After a two-year hiatus, the musical train will resume its cross-Canada trek in support of community food banks

The Canadian Pacific (CP) Holiday Train is returning to the rails this season on its first cross-continent tour in three years, and will make stops in Milton and Hamilton on Nov. 29.

The program features two trains, one heading across Canada and another through parts of the US, that will once again raise money, food and awareness for local food banks in communities along the CP network.

"The Holiday Train is all about families and communities coming together to celebrate the season and help those in need," said Keith Creel, CP's president and chief executive officer. "We are excited to be back out on the rails and in our communities, taking these two beautiful trains across our network and sharing the joy that comes with gathering in the spirit of giving."

The tour will feature 168 live shows across Canada and the US, including at the two local stops. The Canadian train tour will launch on on Nov. 24 in Lac-Megantic and the final show will be in Port Coquitlam, B.C., on Dec. 18.

The train is scheduled to arrive at Glen Eden Ski and Snowboard Centre, 5234 Kelso Rd.,  at 4:45 p.m. on Nov. 29 with performances by Lindsay Ell and Texas Hill from 5 to 5:30 p.m. It will arrive in Hamilton at 7:45 p.m., at the railway tracks across from Gage Park (742 Lawrence Rd.).
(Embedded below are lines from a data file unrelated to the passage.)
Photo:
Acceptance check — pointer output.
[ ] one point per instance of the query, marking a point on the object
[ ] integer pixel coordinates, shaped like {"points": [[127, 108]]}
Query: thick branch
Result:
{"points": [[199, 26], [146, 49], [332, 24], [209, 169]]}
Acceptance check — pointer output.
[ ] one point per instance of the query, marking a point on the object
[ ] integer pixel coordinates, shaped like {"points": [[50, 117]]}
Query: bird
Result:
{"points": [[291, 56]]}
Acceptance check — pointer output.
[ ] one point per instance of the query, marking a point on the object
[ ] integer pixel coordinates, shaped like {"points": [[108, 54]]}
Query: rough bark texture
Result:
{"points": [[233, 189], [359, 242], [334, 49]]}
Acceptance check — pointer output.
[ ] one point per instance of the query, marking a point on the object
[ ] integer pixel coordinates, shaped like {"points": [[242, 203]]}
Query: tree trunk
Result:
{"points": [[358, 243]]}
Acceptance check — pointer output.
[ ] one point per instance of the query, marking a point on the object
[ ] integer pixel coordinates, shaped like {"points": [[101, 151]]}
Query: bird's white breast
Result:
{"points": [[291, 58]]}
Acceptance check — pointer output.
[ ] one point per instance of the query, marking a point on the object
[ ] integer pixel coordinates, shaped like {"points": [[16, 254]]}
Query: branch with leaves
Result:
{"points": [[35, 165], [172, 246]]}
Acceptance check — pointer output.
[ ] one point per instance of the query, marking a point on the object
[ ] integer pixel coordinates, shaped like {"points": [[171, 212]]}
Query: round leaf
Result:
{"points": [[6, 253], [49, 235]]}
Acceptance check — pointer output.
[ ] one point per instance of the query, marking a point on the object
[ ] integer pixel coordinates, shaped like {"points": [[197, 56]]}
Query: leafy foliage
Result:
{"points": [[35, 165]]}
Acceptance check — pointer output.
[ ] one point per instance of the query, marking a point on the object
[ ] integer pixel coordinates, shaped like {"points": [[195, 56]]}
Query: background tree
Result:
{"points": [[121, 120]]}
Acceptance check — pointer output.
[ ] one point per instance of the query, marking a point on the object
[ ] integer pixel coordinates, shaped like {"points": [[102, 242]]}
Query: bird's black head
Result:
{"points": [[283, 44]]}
The festivities run from 8 to 8:30 p.m., with performances by Ell and Jo Jo Mason. Hamilton Food Share will also be on hand to collect food and cash donations. 

A full schedule is available at (Milton and surrounding area is part of the US train tour).

This year's performers at other stops will include Alan Doyle, Tenille Townes and Mackenzie Porter.

Holiday Train shows are free to attend, but CP asks attendees to bring a cash or non-perishable food donation if they're able.

Local food banks will set up collection stations at each event, with all donations made staying with the local food bank to help people in need in the community. Because local food banks buy food at a discount, cash donations can go further than food donations to help those in need.

Since the Holiday Train program launched in 1999, it's raised more than $21 million and collected 5 million pounds of food for community food banks across North America.